O Fim da Morte



Não havia nada o que fazer. As pessoas simplesmente haviam deixado de morrer. O que parecia ser uma fila de espera para o dentista, na verdade, eram dentes saciados por carne fresca. A morte se dividia em três, e se resumia somente a isso. Antes, eram em números que se perdiam na contagem. A cada três segundos alguém morria num canto de terra, agora o cheiro de vida é inalado de forma obrigatória. Deus havia vencido? Os humanos haviam derrotado a morte? As respostas nada mais eram do que a simples existência. Além do mais, quem iria se importa em saber o porquê não falecia? A idéia de vida eterna trouxe esperança até para os leitos.
A maior parte dos hospitais estavam vazios, e quem adoecia permanecia em casa, acesos. O câncer virara símbolo de moda - o de fígado havia entrado no top-five do mês - A venda de cigarros cresceu como nunca, ultrapassando todos os limites. O do álcool também. Em menos de uma semana os acidentes de carro viraram uma brincadeira de criança. Pior foi para os suicidas que perderam o único objetivo de vida. Ninguém queria saber mais de nada, nem de se alimentar, pois a fome não mais matava. Os cargos políticos não eram mais disputados já que ninguém tinha o que prometer e nem o que protestar. O desejo mais cobiçado já havia sido conquistado.
A vida tinha seus defeitos, mas era estonteante e prazeroso saber que todos podiam viver ao lado da pessoa que mais amava. “Que seja eterno enquanto dure” não mais se usava, a certeza de que seria para sempre cativava os amantes e entristecia os mal-casados. A terra se dividia em críticas e elogios, e a morte se recolhia cada vez mais ao seu aposento.
Acontece que o Sindicato dos Mortos havia entrado em acordo com o Conselho Infernal, de modo que, deixassem os vivos permanecerem vivos por toda a eternidade. Tudo isso se devia ao fato de que o inferno já havia ultrapassado sua cota de habitantes. Mania era aquela de a cada dez que falecia, nove tinham vagas no inferno. O céu era para poucos, e de quando em vez, um decidia mudar de residência, achava aquele azul uma calmaria que só. Entediavam-se em saber que não havia partidas de futebol, nem rosquinhas açucaradas com café e molhos picantes com pão e salsicha dentro.

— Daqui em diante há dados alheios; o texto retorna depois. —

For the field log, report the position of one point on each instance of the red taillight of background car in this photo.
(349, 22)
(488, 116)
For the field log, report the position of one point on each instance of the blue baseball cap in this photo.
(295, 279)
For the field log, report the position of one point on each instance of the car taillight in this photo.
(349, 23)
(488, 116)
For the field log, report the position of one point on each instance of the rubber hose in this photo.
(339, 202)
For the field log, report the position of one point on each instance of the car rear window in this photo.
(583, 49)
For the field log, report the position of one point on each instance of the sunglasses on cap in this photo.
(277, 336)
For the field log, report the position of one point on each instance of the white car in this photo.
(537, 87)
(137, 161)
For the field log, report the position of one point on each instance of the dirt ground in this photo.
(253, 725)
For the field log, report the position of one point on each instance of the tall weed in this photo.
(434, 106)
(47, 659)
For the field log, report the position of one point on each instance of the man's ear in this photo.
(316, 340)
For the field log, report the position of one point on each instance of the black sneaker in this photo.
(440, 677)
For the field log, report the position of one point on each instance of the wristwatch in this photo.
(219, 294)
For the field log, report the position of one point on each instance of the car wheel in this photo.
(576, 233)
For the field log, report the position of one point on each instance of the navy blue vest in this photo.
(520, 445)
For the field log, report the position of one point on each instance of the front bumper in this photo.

A morte sabia que seu último suspiro era quase que inevitável. Mas como morrer sendo a própria morte? Era uma tarefa difícil para o Conselho, expulsar a pobre coitada de seu cargo ocupado a milhões de anos. Pensaram minuciosamente em cada idéia, a fim de não fazê-la sofrer demais. Era preciso muita coragem para demitir alguém que distribuía dor a quem necessitava. A morte jurava vingança ao Sindicato e todos aqueles a quem ela deixou livre, por um tempo, de sua foice. Era necessário fazer algo, seu tempo estava acabando, a fila havia diminuído visivelmente, e agora só restava uma, a única e própria morte, aguardando a porta de madeira velha se abrir. Sua sentença estava na mão do Conselho. Ali, ao seu lado, uma caneca com chá quente. Pensou em beber um pouco, mas não sentia sede desde que se manteve sentada, apenas percebeu o quanto era seu nervosismo diante de uma situação de vida ou…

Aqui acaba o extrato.